An emerging arm of molecular biology is introducing a new interpretation of traditional concepts of human disease, explains an article published today in Nature.

According to author Dr. Arturas Petronis at the Centre for Addiction and Mental Health (CAMH), the emerging science of epigenetics is offering new insights at the crossroads of genes and the environment, or nature and nurture. Dr. Petronis is head of the Krembil Family Epigenetics Laboratory at CAMH and an international expert in the field.

Scientists traditionally assume that disease is caused by either genetic or environmental factors, or a combination of the two. "It has been generally assumed that in complex disease both genes and environment are involved, but the two groups are very different entities and the investigation of each requires different approaches and techniques. Now we are describing at the molecular level how environmental factors may trigger our inherited risk factors for genetically based diseases," says Dr. Petronis. This science of the gene regulation that activates disease-causing mechanisms is called epigenetics.

Primary causes of disease

"Until now medical science develops treatments for disease symptoms rather than the primary cause. Identification of such primary causes - would it be genetic or environmental - is rather slow. The role of epigenetic misregulation might be much more important than that of DNA mutations or hazardous environment," he adds.

While the basic concepts of epigenetics - or regulation of genes and genomes - were sketched nearly half a century ago, research has exploded in the past decade.

Population studies confirm that the environment (including nutrition, pollution, various kinds of stress) plays a role in many diseases. Meanwhile, geneticists routinely map DNA sequence differences in disease. Both epidemiology and genetics have yielded these insights, but "We can also see that not all features of human diseases can be explained by problems in DNA sequence variation or environmental agents," Dr. Petronis says.

Epigenetics and the puzzle of complex disease

Epigenetics provides a new theoretical framework that addresses the vast complexities, irregularities, and controversies detected in common human diseases.
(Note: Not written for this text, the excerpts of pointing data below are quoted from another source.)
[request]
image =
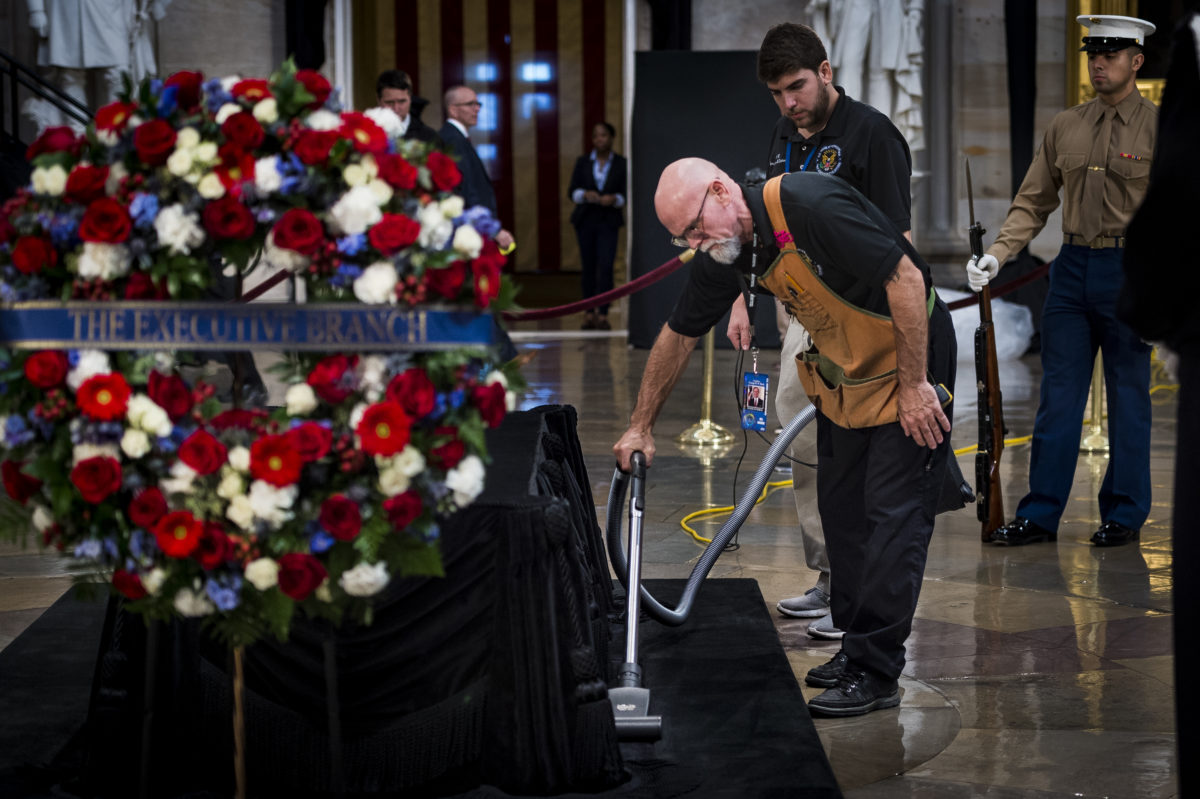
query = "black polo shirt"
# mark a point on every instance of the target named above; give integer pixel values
(855, 136)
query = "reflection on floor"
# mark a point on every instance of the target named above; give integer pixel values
(1039, 671)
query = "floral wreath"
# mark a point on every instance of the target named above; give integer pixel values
(185, 505)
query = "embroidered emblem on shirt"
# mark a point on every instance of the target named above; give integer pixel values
(829, 158)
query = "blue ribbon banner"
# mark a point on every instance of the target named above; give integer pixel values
(328, 326)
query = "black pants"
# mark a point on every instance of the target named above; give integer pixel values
(877, 494)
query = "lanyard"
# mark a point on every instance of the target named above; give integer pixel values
(787, 157)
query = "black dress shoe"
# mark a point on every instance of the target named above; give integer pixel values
(1021, 530)
(1114, 535)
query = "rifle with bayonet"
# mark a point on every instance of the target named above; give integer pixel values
(990, 508)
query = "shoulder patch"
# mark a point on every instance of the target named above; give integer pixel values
(829, 158)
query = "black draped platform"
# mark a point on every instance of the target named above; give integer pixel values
(486, 683)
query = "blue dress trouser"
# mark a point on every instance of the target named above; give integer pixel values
(1080, 318)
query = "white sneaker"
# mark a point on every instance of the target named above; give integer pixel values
(813, 604)
(823, 629)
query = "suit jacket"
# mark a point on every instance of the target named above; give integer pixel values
(615, 184)
(477, 186)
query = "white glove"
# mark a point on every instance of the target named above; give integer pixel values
(981, 271)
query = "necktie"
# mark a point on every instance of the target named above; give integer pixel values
(1092, 202)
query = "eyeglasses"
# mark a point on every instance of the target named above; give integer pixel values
(695, 227)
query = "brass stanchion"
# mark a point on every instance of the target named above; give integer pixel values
(706, 432)
(1095, 439)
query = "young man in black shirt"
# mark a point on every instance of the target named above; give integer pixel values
(880, 469)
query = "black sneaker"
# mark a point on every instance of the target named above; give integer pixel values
(857, 692)
(826, 674)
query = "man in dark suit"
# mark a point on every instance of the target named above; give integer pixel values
(461, 107)
(394, 90)
(598, 188)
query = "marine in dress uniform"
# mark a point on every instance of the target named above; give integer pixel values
(1097, 155)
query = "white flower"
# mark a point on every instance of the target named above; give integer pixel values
(180, 480)
(153, 581)
(232, 485)
(103, 260)
(377, 283)
(135, 443)
(91, 361)
(144, 413)
(436, 228)
(300, 400)
(49, 180)
(240, 512)
(178, 229)
(192, 602)
(355, 211)
(179, 163)
(267, 175)
(467, 241)
(263, 574)
(42, 518)
(323, 120)
(365, 580)
(187, 138)
(210, 186)
(226, 112)
(387, 119)
(466, 480)
(267, 110)
(239, 458)
(393, 481)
For instance, epigenetics explains why one identical twin may be affected with cancer or diabetes although the co-twin is perfectly healthy. "In a case like this, the inherited genes are identical and the environment is similar. But one twin's risk factor has been triggered, while the other twin's risk factor has not been triggered," says Dr. Petronis. "Epigenetics can offer testable hypotheses to explain how that happens."

Epigenetic mechanisms also are helpful in explaining why so many diseases include alternating remission (relative wellness) and relapse. Bipolar disorder, psoriasis, multiple sclerosis, and rheumatoid arthritis are among diseases that are characterized by these patterns. "With the concepts of epigenetics we can start to understand how a disease risk factor is alternately switched on and off," he explains.

Similarly, in cancer the epigenetic variation across different cells of the same tissue may explain why only some cells of prostate or breast or some other tissue become malignant while others remain normal.

"During the maturation of sperm and egg cells, epigenetic signatures are reprogrammed, which seems to result in a pretty high error rate," Dr. Petronis says. "Such common epigenetic mutations may explain one of the evolutionary mysteries - why rates of conditions such as autism and schizophrenia are not decreasing, despite the fact that individuals affected with these conditions have fewer children. Classic evolutionary theory tells us that these conditions should disappear, but this is not happening," he says. The rate of schizophrenia remains steady at about 1% of the population, and rates of autism may actually be increasing.

If epigenetic origin of human disease is proven, the idea of "switching off" epigenetic risk factors can largely substitute the older notion that science could fix a "bad" gene by replacing it, says Dr. Petronis. "The future of epigenetic therapy offers much more exactitude and safety," he says. Epigenetics research holds promise in dozens of complex traits and diseases such as cancers, mental illness, asthma, Parkinson's disease, diabetes, and multiple sclerosis. "Right now we develop treatments for a disease based on what we know about the average person, or the population as a whole. But epigenetics will help us to realize our goal of a truly personalized medicine," he adds.